Les importations laitières du Vietnam progressent à deux chiffres jusqu’en mai 2026
Le Vietnam a accru à un rythme à deux chiffres ses dépenses d’importation de lait et de produits laitiers durant les cinq premiers mois de 2026. Ce signal est favorable aux fournisseurs étrangers, mais le rapport disponible ne précise ni la valeur totale ni les volumes.

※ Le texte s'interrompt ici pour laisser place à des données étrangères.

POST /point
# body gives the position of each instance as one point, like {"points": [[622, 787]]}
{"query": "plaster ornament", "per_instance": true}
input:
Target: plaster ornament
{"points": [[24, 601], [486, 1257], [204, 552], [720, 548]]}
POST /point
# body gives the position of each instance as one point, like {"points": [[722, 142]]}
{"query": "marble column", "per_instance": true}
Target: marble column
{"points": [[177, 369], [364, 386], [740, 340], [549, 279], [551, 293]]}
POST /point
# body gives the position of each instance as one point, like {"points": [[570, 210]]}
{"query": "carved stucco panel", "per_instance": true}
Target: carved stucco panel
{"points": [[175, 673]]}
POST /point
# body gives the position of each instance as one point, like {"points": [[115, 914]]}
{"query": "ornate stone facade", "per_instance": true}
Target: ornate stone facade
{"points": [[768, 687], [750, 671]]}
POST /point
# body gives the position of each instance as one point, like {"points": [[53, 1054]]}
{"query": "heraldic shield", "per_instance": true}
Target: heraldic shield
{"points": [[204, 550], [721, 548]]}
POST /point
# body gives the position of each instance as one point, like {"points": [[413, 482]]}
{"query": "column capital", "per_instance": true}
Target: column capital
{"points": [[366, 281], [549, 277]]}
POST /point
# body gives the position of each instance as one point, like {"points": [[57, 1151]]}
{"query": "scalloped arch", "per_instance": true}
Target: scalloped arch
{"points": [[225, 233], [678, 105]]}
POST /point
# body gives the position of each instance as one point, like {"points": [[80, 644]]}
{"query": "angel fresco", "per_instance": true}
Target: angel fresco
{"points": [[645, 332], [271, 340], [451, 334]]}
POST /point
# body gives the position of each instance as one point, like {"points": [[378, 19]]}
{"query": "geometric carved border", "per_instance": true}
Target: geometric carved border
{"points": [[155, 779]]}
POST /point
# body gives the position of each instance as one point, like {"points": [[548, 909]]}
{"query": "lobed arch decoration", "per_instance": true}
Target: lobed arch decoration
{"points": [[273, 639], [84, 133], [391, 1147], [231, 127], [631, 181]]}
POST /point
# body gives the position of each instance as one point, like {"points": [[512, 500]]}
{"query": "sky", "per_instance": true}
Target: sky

Accélération des dépenses d’importation
Le Vietnam a fortement augmenté ses importations de lait et de produits laitiers au début de 2026, selon une étude de marché publiée en juin par VinaNet. La valeur importée durant les cinq premiers mois a progressé à un rythme à deux chiffres par rapport à la même période de 2025.
Le document disponible ne fournit ni valeur totale complète, ni volume physique, ni ventilation par catégorie. Il reste donc impossible de déterminer si la hausse provient surtout de cargaisons plus importantes, de prix plus élevés, d’un déplacement vers des produits de plus grande valeur ou d’une combinaison de ces facteurs. Malgré ces limites, la tendance intéresse les exportateurs puisque le Vietnam a dépensé sensiblement plus pour ses produits laitiers étrangers au début de 2026.
La valeur des importations mesure les marchandises franchissant la frontière et non les ventes au détail dans le pays. Les prix internationaux, les coûts de transport et la composition des achats influencent aussi cet indicateur, en plus de la consommation. Les exportateurs devront disposer des volumes et des valeurs unitaires avant d’y voir une mesure directe de la croissance de la demande.
Des débouchés dans plusieurs segments
Le groupe laitier au sens large peut comprendre le lait liquide, les produits concentrés ou en poudre, les produits fermentés, le lactosérum, le beurre et le fromage. Les éléments fournis ne précisent pas quelles catégories ont le plus contribué à la hausse. Cette distinction est importante, car les contraintes logistiques, les conditions de stockage, les clients et l’exposition aux cours des matières premières diffèrent selon les segments.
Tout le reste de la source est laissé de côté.